In this paper, we model power needs of jobs in a hybrid CPU-GPU-MIC system (Eurora) with the aim of predicting power consumption of future jobs before they are started. Among other benefits, accurate prediction could enable development of advanced power-aware schedulers that can optimize power for the same workload. Eurora is a prototype supercomputer that topped the Green500 list in July 2013 for energy efficiency. It includes an advanced monitoring framework that collects status data in an open-access database [1], which we use to extract important features that enable prediction of job power consumption. The prediction problem is formulated as a regression task: given feature values (independent variables), compute the power consumption for a job (dependent variable). We divide this task into subproblems corresponding to each component type (CPU, GPU, MIC), and use Support Vector Regression (SVR) [16] for each individual problem. The total job power is then obtained as the sum of the individual component power consumptions.
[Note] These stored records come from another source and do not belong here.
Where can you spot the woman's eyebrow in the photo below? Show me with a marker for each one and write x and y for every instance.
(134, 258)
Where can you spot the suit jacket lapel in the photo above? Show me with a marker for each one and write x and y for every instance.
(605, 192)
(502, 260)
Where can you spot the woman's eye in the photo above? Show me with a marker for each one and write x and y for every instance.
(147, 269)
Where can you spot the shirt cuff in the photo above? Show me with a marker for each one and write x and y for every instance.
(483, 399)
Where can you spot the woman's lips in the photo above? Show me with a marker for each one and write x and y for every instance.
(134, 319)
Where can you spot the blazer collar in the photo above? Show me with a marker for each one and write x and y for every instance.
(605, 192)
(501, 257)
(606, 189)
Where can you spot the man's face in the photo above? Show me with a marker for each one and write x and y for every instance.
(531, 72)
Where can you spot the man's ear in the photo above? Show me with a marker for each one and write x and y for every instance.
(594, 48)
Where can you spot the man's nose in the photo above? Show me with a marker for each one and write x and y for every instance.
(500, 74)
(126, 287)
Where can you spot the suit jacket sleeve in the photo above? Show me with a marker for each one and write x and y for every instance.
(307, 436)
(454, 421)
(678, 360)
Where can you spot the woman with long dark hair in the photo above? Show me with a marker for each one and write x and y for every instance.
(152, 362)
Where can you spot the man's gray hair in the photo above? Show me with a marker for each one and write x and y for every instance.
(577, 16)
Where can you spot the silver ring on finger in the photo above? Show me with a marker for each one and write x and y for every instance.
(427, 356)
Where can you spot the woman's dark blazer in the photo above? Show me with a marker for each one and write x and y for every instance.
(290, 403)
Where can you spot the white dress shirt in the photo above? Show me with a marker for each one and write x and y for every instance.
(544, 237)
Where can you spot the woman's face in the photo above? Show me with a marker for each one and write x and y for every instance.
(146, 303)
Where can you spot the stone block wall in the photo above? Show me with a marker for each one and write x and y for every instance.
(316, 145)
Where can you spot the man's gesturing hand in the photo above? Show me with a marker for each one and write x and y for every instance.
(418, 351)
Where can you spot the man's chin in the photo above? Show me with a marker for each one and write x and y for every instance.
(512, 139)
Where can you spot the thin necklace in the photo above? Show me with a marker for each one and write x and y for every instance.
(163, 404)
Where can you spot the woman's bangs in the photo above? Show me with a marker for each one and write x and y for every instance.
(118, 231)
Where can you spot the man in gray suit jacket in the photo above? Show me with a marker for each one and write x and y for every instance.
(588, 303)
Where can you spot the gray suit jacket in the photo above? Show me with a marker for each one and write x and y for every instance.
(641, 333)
This paper makes several contributions to power research for HPC systems. First, it identifies several features relevant to job power consumption in hybrid systems, supported by data examples. These include features not previously considered when modeling power such as application names, same-node resources used by other jobs and job running times. We model power exclusively through job-related features and do not require knowledge of CPU frequencies, load or application code structure to extract the sequence of executed operations. Second, we build power consumption models for each user starting from historical data and employing SVR. Models are shown to have high predictive power for most users. Third, we perform an analysis of power consumption variability for the system to provide context for the model error levels, and explain model limitations. Finally, we outline a methodology to implement the prediction framework in real time and discuss application scenarios. We used the Google BigQuery data analytics service [17] for the initial data analysis phase, while model training was done using the scikit-learn python package [9]. We have made all of the scripts used for our study available on GitHub [6].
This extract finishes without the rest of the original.